Shareholder files complaint alleging conflicts of interest, unjust enrichment, breach of fiduciary duty

Cash-strapped Vivendi found a buyer for Activision Blizzard last week when it announced a deal to sell most of its stake to two parties: the publisher itself, and an investment group led by current Activision Blizzard executives Bobby Kotick and Brian Kelly. That proposal has met some resistance, as Courthouse News reports that Activision Blizzard shareholder Todd Miller has filed a complaint against the company to stop the deal from going through.

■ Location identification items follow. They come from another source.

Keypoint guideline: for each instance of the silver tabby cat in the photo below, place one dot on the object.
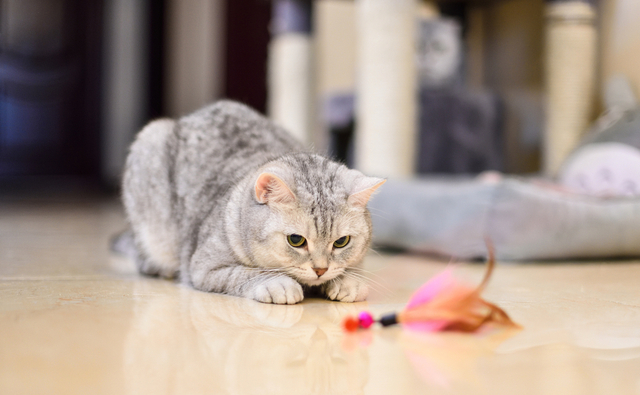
(230, 203)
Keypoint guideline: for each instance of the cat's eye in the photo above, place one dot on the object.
(341, 242)
(296, 240)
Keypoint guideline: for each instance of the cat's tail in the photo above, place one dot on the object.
(122, 243)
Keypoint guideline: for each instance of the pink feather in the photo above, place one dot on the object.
(445, 303)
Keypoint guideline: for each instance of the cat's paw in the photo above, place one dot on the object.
(346, 289)
(279, 290)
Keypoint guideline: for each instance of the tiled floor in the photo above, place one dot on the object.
(76, 320)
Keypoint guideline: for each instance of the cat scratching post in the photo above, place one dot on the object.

The suit alleges breach of fiduciary duties, waste of corporate assets and unjust enrichment on the parts of Vivendi as well as Activision Blizzard and its board of directors. The plaintiff claims the deal shortchanges shareholders by selling 172 million shares to Kotick and Kelly's investment group at a 10 percent discount on the company's closing price the day before the deal was announced. That discount effectively gives the group an instant windfall of $664 million, allowing Kotick and Kelly to take control of the company without benefiting Activision Blizzard or its existing shareholders, according to the complaint. (If the deal goes through, the investment group would be Activision Blizzard's largest shareholder.)

"(T)here was no apparent business purpose in allowing the insider investor group to participate in the discounted stock offering, other than to aggrandize defendants Kotick and Kelly and provide billions of dollars' worth of Activision stock to the insider investor group at a discounted price," the lawsuit states.

As for Vivendi, Miller claims the company is desperate for cash due to $17 billion in debt, a situation that created conflicts of interest for the majority of Activision Blizzard's board of directors, six of whom currently serve as board members or executives at Vivendi. Miller argues that situation made them beholden to Vivendi rather than Activision shareholders, and notes they will all be retiring from their roles on Activision's board if the buyback goes through.

Miller is asking for the transaction to be rescinded and for a judge to prohibit such "one-sided self-dealing" in the future. Activision had not responded to a request for comment as of press time.